Lula, ao criticar as ações antidrogas dos EUA no Caribe, afirmou que “os traficantes são vítimas dos usuários”. Petro, em paralelo, rebatendo acusações de Trump, declarou que os envolvidos no crime não são “narcotraficantes”, mas “trabalhadores do tráfico de drogas”. Numa análise de política e poder, essa semântica não é inocente. Ela não busca descrever a realidade, mas construir uma nova – cumprindo funções estratégicas claras.
O que se vê no Rio não é o fracasso do Estado – é o sucesso da doutrina. O Foro de São Paulo e seus aliados táticos avançam não mais como uma 'ponte' para o crime, mas como a própria infraestrutura legal e ideológica
Primeiramente, deslegitimar a ordem legal: o objetivo primário é uma inversão conceitual. Ao classificar o criminoso como “trabalhador” ou “vítima”, o Estado (a polícia, o Judiciário) que o reprime é automaticamente redefinido como o “opressor”. A lei deixa de ser o pilar da civilização e passa a ser uma ferramenta de “opressão de classe”.
Segundamente, neutralizar a influência dos EUA: a “guerra às drogas” é, há décadas, a principal arquitetura de justificação para a presença militar, de inteligência e de financiamento dos Estados Unidos na América Latina (vide Plano Colômbia).

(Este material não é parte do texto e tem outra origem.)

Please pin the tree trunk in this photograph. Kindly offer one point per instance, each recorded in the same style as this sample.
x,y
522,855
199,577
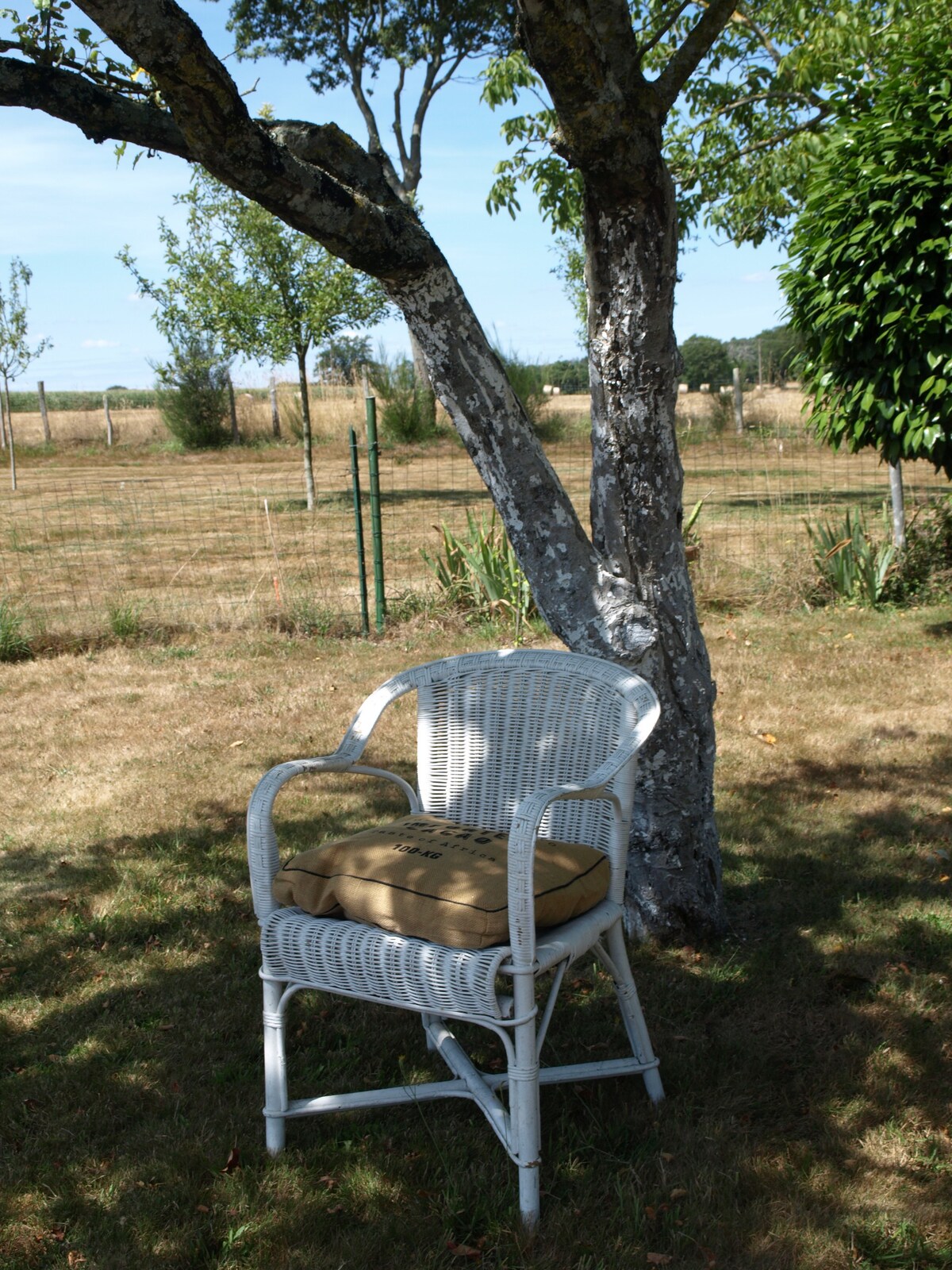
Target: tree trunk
x,y
636,518
626,594
306,444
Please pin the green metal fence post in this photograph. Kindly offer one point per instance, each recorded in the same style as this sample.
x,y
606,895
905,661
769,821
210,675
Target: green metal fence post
x,y
359,527
376,526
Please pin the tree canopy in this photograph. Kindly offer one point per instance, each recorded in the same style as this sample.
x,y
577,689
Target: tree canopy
x,y
742,140
349,41
869,281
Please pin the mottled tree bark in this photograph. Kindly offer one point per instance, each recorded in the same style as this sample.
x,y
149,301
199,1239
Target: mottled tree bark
x,y
621,591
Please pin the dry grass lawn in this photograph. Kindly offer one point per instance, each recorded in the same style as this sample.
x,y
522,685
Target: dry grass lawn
x,y
93,539
806,1054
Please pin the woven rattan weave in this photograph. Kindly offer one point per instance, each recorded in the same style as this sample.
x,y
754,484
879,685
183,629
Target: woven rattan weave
x,y
532,743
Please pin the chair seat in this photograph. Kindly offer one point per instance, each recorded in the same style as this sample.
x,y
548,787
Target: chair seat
x,y
353,959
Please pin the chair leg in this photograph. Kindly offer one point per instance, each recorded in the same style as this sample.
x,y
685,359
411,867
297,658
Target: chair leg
x,y
630,1006
276,1075
524,1104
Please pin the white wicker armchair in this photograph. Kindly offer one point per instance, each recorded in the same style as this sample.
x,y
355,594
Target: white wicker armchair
x,y
524,742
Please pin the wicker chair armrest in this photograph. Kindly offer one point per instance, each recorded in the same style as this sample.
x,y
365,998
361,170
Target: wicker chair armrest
x,y
524,833
528,816
263,859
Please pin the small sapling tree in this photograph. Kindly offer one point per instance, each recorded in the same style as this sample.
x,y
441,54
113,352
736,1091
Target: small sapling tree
x,y
263,290
194,393
16,353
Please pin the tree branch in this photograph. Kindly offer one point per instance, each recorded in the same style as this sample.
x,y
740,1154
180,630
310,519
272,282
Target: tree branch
x,y
315,196
99,114
664,29
696,46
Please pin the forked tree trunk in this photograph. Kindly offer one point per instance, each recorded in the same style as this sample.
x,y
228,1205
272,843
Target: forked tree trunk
x,y
625,594
636,522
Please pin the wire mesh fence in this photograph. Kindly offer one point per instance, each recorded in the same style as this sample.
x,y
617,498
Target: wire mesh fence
x,y
213,543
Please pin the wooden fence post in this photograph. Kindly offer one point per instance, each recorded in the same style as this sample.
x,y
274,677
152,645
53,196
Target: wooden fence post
x,y
44,416
232,412
738,402
899,507
276,417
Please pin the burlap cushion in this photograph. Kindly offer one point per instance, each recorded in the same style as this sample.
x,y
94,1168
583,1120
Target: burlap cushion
x,y
442,882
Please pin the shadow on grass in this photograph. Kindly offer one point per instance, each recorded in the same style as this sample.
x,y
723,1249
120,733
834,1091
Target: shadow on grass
x,y
132,1070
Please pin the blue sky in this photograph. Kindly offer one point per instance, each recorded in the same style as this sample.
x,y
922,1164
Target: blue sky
x,y
67,210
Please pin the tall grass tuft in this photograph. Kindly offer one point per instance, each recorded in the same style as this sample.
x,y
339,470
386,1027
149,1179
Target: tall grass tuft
x,y
850,563
14,645
480,575
126,620
408,408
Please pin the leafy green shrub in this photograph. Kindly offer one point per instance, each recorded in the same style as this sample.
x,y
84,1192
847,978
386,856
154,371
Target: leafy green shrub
x,y
194,395
480,575
14,645
526,380
408,412
850,563
924,567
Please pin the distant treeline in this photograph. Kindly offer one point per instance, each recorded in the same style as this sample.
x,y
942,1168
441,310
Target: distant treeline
x,y
120,399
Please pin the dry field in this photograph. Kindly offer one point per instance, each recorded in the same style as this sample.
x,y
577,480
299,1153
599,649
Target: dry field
x,y
806,1053
224,540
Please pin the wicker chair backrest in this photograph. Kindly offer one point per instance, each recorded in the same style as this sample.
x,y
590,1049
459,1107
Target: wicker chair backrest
x,y
494,729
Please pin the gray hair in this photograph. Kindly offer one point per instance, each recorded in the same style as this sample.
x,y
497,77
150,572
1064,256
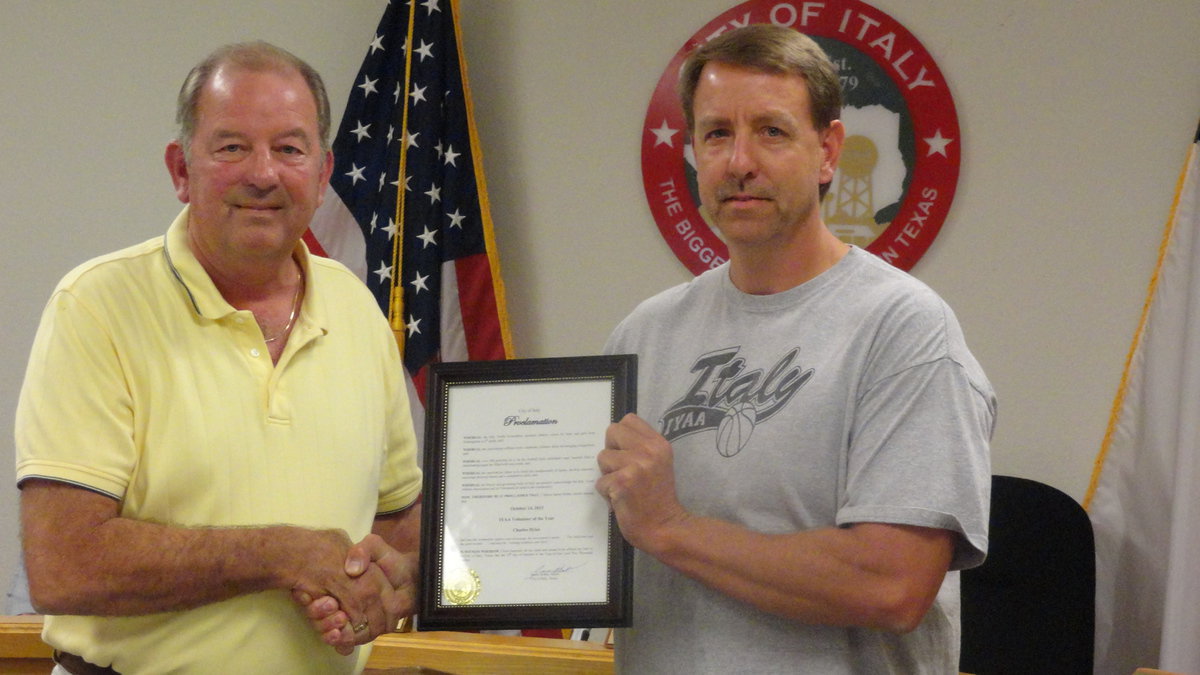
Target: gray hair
x,y
773,49
253,57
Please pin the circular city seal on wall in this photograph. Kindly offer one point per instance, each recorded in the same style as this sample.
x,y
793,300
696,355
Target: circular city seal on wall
x,y
900,163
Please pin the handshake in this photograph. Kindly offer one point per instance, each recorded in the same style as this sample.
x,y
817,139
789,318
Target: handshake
x,y
353,593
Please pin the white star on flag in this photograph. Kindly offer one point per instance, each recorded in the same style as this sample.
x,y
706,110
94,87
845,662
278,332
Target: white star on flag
x,y
384,272
367,85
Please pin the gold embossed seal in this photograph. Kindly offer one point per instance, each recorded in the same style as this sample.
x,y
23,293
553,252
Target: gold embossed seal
x,y
462,586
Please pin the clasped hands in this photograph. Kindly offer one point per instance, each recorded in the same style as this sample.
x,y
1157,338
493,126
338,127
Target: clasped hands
x,y
373,589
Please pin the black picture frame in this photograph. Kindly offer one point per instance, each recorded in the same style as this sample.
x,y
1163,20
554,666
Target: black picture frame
x,y
448,603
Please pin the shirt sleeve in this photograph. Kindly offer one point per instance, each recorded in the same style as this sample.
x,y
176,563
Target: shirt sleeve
x,y
75,417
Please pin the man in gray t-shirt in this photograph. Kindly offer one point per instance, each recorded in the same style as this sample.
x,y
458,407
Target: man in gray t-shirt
x,y
809,467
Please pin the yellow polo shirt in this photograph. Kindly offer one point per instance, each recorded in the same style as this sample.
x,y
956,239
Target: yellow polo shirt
x,y
145,384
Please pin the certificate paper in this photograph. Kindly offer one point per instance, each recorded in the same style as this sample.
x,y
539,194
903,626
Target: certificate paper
x,y
514,533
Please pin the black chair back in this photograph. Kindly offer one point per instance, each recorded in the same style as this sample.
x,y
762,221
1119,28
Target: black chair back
x,y
1031,605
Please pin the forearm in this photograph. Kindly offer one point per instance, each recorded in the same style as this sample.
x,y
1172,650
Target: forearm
x,y
136,568
401,530
870,575
84,559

Ao redefinir o narcotraficante – o “inimigo” dessa guerra – como um “trabalhador precário” em uma “economia global desigual”, Lula e Petro buscam minar a premissa moral que sustenta a intervenção americana.

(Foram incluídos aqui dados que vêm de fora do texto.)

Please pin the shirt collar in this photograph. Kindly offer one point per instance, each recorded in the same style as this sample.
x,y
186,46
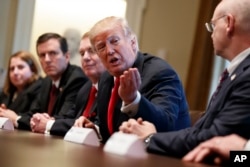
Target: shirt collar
x,y
237,60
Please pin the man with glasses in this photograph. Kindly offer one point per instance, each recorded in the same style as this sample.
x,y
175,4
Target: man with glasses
x,y
59,87
228,111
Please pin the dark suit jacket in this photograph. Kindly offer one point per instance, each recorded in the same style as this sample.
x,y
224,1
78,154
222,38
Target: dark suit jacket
x,y
229,113
61,126
162,102
71,81
23,101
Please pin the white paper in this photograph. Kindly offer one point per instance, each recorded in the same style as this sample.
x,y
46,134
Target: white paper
x,y
125,145
85,136
5,123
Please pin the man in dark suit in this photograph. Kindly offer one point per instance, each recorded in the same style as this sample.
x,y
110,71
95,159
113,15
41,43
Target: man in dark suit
x,y
228,111
93,68
149,87
66,79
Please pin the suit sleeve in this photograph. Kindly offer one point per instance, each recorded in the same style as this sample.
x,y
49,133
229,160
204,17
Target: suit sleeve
x,y
164,101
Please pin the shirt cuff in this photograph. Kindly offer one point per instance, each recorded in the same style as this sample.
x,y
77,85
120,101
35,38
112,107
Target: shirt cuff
x,y
16,121
98,132
247,146
49,124
132,108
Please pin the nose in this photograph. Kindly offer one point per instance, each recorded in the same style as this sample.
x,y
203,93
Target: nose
x,y
15,70
109,49
47,57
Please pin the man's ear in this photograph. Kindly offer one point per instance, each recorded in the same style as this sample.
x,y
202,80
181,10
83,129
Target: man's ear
x,y
230,24
134,43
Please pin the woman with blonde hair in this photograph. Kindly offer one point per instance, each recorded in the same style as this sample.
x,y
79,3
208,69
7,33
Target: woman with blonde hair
x,y
22,85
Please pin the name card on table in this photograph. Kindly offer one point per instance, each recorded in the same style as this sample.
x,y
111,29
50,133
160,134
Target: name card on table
x,y
5,123
85,136
125,145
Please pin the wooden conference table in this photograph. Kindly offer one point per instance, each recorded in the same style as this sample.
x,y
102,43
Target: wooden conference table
x,y
27,149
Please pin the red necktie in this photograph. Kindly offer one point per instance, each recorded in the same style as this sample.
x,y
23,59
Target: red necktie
x,y
91,99
223,77
112,103
52,99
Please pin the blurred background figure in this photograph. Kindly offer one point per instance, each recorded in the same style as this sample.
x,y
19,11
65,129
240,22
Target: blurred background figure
x,y
73,37
22,85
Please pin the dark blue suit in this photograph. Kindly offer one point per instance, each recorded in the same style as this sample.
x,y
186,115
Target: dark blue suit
x,y
228,113
162,102
71,81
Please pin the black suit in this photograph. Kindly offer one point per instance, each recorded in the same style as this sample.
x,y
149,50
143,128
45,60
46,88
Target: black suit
x,y
61,126
162,97
228,113
23,101
71,81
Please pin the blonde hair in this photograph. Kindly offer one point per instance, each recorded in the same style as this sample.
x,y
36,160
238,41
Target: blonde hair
x,y
109,23
30,60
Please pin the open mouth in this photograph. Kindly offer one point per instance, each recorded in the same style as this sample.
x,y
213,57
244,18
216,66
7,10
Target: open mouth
x,y
114,60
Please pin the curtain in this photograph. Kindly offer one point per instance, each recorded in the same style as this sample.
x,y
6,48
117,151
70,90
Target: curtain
x,y
202,58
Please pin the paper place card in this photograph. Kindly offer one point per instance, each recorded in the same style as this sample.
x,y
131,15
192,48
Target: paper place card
x,y
5,123
125,145
85,136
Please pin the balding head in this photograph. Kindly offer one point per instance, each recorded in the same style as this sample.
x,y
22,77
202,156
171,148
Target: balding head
x,y
240,10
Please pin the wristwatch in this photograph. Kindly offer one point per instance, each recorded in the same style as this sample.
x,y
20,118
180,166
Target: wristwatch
x,y
147,140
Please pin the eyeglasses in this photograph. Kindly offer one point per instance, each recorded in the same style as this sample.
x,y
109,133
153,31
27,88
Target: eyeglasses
x,y
211,24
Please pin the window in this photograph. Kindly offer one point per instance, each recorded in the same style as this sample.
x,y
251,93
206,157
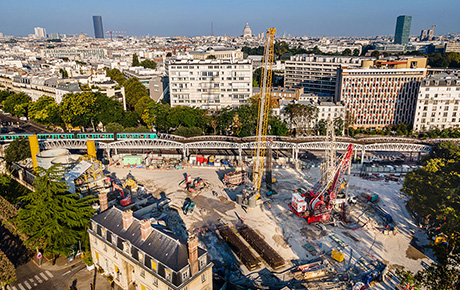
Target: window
x,y
184,275
109,237
202,263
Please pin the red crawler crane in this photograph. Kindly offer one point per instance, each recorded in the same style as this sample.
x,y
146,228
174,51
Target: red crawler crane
x,y
316,205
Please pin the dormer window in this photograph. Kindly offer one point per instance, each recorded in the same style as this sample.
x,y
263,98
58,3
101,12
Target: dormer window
x,y
167,275
126,247
185,275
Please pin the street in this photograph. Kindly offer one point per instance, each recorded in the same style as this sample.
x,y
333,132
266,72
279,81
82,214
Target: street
x,y
30,276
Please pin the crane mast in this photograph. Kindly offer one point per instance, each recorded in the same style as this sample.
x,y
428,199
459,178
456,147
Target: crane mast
x,y
264,107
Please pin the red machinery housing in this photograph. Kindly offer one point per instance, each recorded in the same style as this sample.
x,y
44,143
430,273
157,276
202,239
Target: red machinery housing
x,y
316,205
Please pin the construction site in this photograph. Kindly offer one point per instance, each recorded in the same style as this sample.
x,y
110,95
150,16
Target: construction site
x,y
315,226
310,224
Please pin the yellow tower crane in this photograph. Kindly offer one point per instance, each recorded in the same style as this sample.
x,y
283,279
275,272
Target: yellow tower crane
x,y
264,101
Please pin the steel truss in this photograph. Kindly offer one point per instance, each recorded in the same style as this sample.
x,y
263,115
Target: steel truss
x,y
313,144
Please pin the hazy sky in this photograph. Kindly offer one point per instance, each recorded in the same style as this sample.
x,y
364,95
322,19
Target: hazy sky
x,y
194,17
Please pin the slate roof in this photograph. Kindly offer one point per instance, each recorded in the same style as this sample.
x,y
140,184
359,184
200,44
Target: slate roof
x,y
163,246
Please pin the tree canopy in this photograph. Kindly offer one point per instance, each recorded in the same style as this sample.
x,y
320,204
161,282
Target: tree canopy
x,y
432,193
53,218
45,111
18,150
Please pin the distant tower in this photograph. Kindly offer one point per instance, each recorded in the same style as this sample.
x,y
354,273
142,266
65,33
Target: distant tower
x,y
423,35
247,32
40,32
402,29
98,30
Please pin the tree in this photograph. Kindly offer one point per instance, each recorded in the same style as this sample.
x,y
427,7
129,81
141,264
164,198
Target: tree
x,y
18,150
114,127
7,271
188,132
321,127
45,111
157,114
135,91
53,218
277,127
106,109
17,104
347,52
4,95
142,104
116,75
135,60
78,109
130,119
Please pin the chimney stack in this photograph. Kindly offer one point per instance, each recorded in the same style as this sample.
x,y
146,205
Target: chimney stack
x,y
127,218
146,229
193,254
103,203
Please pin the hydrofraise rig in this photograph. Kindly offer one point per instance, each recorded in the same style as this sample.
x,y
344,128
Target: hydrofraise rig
x,y
317,205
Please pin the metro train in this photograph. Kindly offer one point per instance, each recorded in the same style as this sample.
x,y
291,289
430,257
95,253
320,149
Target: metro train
x,y
82,136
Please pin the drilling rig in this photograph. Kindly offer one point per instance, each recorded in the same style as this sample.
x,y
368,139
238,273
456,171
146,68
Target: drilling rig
x,y
264,100
316,205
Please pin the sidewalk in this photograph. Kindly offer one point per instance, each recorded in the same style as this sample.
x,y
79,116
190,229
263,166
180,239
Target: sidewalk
x,y
82,281
61,263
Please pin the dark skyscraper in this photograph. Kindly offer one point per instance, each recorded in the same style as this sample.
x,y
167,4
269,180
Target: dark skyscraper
x,y
98,30
403,29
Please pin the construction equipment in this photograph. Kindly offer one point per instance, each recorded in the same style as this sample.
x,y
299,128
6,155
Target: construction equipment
x,y
311,270
188,206
130,184
264,101
235,178
194,185
123,199
316,205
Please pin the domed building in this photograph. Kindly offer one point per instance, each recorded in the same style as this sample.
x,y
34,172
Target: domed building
x,y
247,32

Por fim, consolidar o eixo do Foro de São Paulo (FSP): o FSP, fundado por Lula e Fidel Castro, sempre foi criticado por sua ambiguidade, servindo de ponte entre a ideologia revolucionária e o crime organizado. O que assistimos agora é a evolução dessa aliança tática para uma fusão simbiótica. O narcoestado deixa de ser um “acidente” ou um “aliado” e passa a ser o próprio modelo de financiamento da “revolução”.

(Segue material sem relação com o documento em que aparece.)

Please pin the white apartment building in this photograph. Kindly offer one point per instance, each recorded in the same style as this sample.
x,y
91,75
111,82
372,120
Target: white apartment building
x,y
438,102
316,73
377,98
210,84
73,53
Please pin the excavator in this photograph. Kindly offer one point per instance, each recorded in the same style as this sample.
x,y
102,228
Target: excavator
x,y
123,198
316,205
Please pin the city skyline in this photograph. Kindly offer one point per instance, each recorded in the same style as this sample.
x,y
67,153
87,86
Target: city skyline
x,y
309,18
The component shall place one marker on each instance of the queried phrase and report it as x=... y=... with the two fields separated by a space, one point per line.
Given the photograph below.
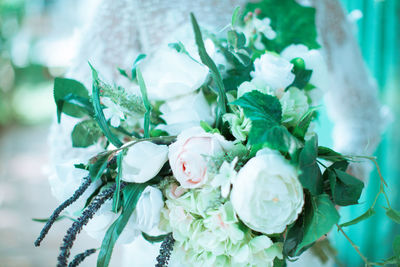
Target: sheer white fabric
x=122 y=29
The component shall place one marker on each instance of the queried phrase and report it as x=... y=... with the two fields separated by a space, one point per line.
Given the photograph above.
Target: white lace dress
x=121 y=29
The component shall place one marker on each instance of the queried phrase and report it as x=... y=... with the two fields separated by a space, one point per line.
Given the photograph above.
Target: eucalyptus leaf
x=153 y=239
x=85 y=133
x=99 y=115
x=320 y=220
x=66 y=90
x=131 y=194
x=310 y=177
x=366 y=215
x=206 y=59
x=394 y=215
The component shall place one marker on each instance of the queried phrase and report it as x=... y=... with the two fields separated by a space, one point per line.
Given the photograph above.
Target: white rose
x=187 y=155
x=185 y=112
x=143 y=161
x=274 y=70
x=313 y=60
x=267 y=194
x=169 y=74
x=294 y=105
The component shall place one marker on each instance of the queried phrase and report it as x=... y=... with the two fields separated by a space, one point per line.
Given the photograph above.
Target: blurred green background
x=37 y=43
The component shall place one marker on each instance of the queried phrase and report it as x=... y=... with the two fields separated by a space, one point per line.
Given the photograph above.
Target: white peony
x=274 y=70
x=267 y=195
x=187 y=155
x=185 y=112
x=313 y=60
x=143 y=161
x=169 y=74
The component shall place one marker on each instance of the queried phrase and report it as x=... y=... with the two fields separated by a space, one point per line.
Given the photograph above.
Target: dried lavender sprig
x=75 y=229
x=165 y=251
x=79 y=192
x=78 y=259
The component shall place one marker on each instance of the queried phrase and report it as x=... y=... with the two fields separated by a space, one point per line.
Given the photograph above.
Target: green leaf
x=302 y=126
x=117 y=196
x=293 y=23
x=138 y=60
x=146 y=103
x=235 y=16
x=98 y=164
x=131 y=194
x=394 y=215
x=329 y=154
x=99 y=115
x=348 y=189
x=366 y=215
x=153 y=239
x=206 y=59
x=73 y=89
x=85 y=133
x=310 y=176
x=319 y=220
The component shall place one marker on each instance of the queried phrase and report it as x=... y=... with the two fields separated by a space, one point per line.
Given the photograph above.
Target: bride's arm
x=352 y=100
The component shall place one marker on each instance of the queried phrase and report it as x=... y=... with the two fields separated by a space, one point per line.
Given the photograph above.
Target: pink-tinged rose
x=188 y=155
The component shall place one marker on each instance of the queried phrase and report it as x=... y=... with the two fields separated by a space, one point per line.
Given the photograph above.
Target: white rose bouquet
x=219 y=162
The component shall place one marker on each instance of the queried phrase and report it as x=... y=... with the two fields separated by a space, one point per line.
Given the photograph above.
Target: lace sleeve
x=352 y=100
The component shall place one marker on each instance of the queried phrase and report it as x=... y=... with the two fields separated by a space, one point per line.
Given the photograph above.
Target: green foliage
x=302 y=74
x=99 y=115
x=366 y=215
x=146 y=103
x=116 y=197
x=394 y=215
x=71 y=98
x=206 y=59
x=131 y=195
x=153 y=239
x=293 y=23
x=98 y=164
x=318 y=220
x=85 y=133
x=265 y=113
x=310 y=176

Essa reengenharia semântica tem lastro. Em setembro de 2025, em Manaus, Petro já havia defendido a cocaína como “menos letal que a metanfetamina”, pregando sua legalização. A cumplicidade silenciosa de Lula no evento não foi casual. Essa doutrina, contudo, já encontrou sua validação prática e imediata nos eventos dos últimos dias no Rio de Janeiro.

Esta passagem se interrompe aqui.